And you say, "Well, what's the difference in them and those people, the adherents of other faiths or ideologies? They died for their faith. What's the difference? Some still do." The New Testament scholar Gary Habermas says, like all other religions, of course the followers believed in the teachings of their leader. But, unlike all others, they had seen the resurrected Jesus. So which is more likely: that an ideology we believe in is true, or that we and a number of others saw a friend several times during the last month, would you rather believe in an abstract idea or our own eyes?

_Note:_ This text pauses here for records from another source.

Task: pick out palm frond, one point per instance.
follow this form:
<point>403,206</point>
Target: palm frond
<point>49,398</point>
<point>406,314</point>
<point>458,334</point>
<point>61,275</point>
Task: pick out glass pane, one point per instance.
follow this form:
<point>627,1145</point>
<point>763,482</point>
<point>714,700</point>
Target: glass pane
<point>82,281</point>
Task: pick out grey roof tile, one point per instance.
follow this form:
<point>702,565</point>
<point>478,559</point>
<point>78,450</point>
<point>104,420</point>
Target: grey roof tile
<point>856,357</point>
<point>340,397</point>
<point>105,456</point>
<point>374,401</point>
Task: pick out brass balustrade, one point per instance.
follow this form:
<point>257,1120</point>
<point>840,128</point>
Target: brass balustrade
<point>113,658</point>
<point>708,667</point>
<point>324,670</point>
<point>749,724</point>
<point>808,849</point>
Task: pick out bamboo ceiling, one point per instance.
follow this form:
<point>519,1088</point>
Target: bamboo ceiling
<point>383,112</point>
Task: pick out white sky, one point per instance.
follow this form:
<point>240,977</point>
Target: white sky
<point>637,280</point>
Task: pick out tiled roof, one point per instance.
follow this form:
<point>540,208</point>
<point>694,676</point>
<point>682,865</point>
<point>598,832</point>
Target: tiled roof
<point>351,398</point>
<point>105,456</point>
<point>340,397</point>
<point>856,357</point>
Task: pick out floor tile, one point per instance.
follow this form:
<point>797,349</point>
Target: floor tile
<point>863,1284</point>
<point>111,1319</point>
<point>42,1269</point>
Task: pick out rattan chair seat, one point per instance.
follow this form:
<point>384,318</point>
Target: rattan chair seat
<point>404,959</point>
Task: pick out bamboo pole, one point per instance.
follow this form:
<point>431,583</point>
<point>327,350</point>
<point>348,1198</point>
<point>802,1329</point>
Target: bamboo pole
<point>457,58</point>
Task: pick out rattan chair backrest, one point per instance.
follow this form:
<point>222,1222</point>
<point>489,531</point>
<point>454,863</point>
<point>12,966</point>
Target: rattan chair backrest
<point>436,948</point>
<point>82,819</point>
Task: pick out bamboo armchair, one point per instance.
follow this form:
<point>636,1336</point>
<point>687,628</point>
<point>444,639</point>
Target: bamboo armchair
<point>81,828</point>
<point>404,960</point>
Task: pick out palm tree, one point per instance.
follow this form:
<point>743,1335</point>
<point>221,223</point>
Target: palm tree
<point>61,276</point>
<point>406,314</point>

So if they had not seen Jesus after he died, if his tomb was not empty, would they have died for something they absolutely knew wasn't true? It's inconceivable that they would have done it. Christianity is based on the physical facts of the resurrection. And, by the way, it's not just that they say this in the Bible reliably; we have proof of that. When the Bible stands up, when subjected to the textual criticism, compared to any other ancient book, that it is more accurate, that it comes down to us exactly as it was written. Any scrivener's errors over the 2,000 years or over the years we see do not affect the substance. So we have more copies, more New Testament copies, 5,800 copies, existing copies and some 19,300 in other languages of the New Testament, not as many for the Old Testament. But after the Dead Sea Scrolls discovery, an amazing amount. We don't have anything like that for the other ancient Greek and Roman documents. Most of them there's only 10 or 20 copies. The Iliad, you have 1,800 which is less than 10%, and yet everybody accepts those as accurate. And they have been subjected to textual criticism. The reason the number of --
RUSH: Well, look, you know why this is fought against so hard, because people assume Christianity is judgmental, and if it can proven to be true, well, that's a problem for a whole lot of nonbelievers who don't want to think of themselves in sinful ways or what have you. Look, I've got one minute here.
RUSH: Who are you really trying to reach with this book?
DAVID: I'm trying to reach fellow skeptics who haven't really given this a chance. The Bible claims it has the power of converting people if they'll just give it a chance. If you study the Bible and open your heart and mind to the Bible, I think you will see, like I did, that it is the true, inspired, inerrant Word of God. So I'm writing for those people, but I'm also writing to believers, believers who need their faith reinforced from time to time. I'm also writing for young, early Christians who just became Christians. I put a primer on theology in here, kind of two chapters on paradoxical teachings of Christianity, because I think theology is its own apologetic.
It is so fascinating, if you study theology, your faith will be enhanced. You may even become transformed from a nonbeliever to a believer. The Bible's the Word of God, give it a chance, it will shock your socks off. It will knock your pants off. I'm so excited about the Bible. I know I sound like a nerd. I'm not one of these charismatic type of Christians, but I firmly believe the Bible is the Word of God, and I'm excited about it and I want to be contagious in my enthusiasm for the Bible to inspire a like interest in other people so that they can explore it and receive the life-changing benefits that I have received.